Application of Population Pharmacokinetic Modeling for Individualized Infliximab Dosing Strategies in Crohn Disease.

Autor: Frymoyer A; Department of Pediatrics, Stanford University School of Medicine, Stanford, CA., Hoekman DR; Academic Medical Center/Emma Children's Hospital, Amsterdam, The Netherlands., Piester TL; Stanford Children's IBD Center, Division of Gastroenterology, Department of Pediatrics, Stanford University School of Medicine, Stanford, CA., de Meij TG; VU University Medical Center, Amsterdam., Hummel TZ; Medisch Spectrum Twente, Enschede, The Netherlands., Benninga MA; Academic Medical Center/Emma Children's Hospital, Amsterdam, The Netherlands., Kindermann A; Academic Medical Center/Emma Children's Hospital, Amsterdam, The Netherlands., Park KT; Stanford Children's IBD Center, Division of Gastroenterology, Department of Pediatrics, Stanford University School of Medicine, Stanford, CA.
Jazyk: angličtina
Zdroj: Journal of pediatric gastroenterology and nutrition [J Pediatr Gastroenterol Nutr] 2017 Dec; Vol. 65 (6), pp. 639-645.
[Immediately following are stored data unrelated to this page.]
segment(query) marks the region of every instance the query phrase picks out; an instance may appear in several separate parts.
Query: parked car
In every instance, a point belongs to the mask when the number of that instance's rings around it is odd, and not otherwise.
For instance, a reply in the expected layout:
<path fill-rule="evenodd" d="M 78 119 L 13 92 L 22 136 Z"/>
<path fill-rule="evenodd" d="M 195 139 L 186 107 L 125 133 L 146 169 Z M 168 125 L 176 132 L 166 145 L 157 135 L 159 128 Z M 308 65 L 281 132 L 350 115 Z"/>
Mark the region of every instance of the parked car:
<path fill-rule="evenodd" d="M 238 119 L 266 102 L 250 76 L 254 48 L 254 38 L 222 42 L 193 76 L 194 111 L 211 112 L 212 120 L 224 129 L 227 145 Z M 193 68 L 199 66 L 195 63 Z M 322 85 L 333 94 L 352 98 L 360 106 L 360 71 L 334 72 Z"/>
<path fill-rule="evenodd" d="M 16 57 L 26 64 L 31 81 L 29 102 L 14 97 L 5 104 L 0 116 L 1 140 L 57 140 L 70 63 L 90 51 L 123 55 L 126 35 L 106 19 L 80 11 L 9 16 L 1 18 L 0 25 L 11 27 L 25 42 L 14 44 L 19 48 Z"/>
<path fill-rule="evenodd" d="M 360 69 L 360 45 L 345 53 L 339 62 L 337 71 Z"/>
DOI: 10.1097/MPG.0000000000001620
Abstrakt: Objectives: The pharmacokinetics of infliximab (IFX) is highly variable in children with Crohn disease (CD), and a one-size-fits-all approach to dosing is inadequate. Model-based drug dosing can help individualize dosing strategies. We evaluated the predictive performance and clinical utility of a published population pharmacokinetic model of IFX in children with CD.
Methods: Within a cohort of 34 children with CD who had IFX trough concentrations measured, the pharmacokinetics of each patient was estimated in NONMEM using a published population pharmacokinetic model. Infliximab concentrations were then predicted based on each patient's dosing history and compared with actual measured concentrations (n = 59). In addition, doses 5 to 10 mg/kg and dosing intervals every 4 to 8 weeks were simulated in each patient to examine dose-trough relationships.
Results: Predicted concentrations were within ±1.0 μg/mL of actual measured concentrations for 88% of measurements. The median prediction error (ie, measure of bias) was -0.15 μg/mL (95% confidence interval -0.37 to -0.05 μg/mL) and absolute prediction error (ie, measure of precision) was 0.26 μg/mL (95% confidence interval 0.15 to 0.40 μg/mL). At standard maintenance dosing of 5 mg/kg every 8 weeks, a trough >3 μg/mL was predicted to be achieved in 32% of patients. To achieve a trough >3 μg/mL, a dosing interval ≤every 6 weeks was predicted to be required in 29% of patients.
Conclusions: A published IFX population pharmacokinetic model demonstrated accurate predictive performance in a pediatric CD population. Individualized IFX dosing strategies in children with CD will be critical to consistently achieve trough concentrations associated with optimal outcomes.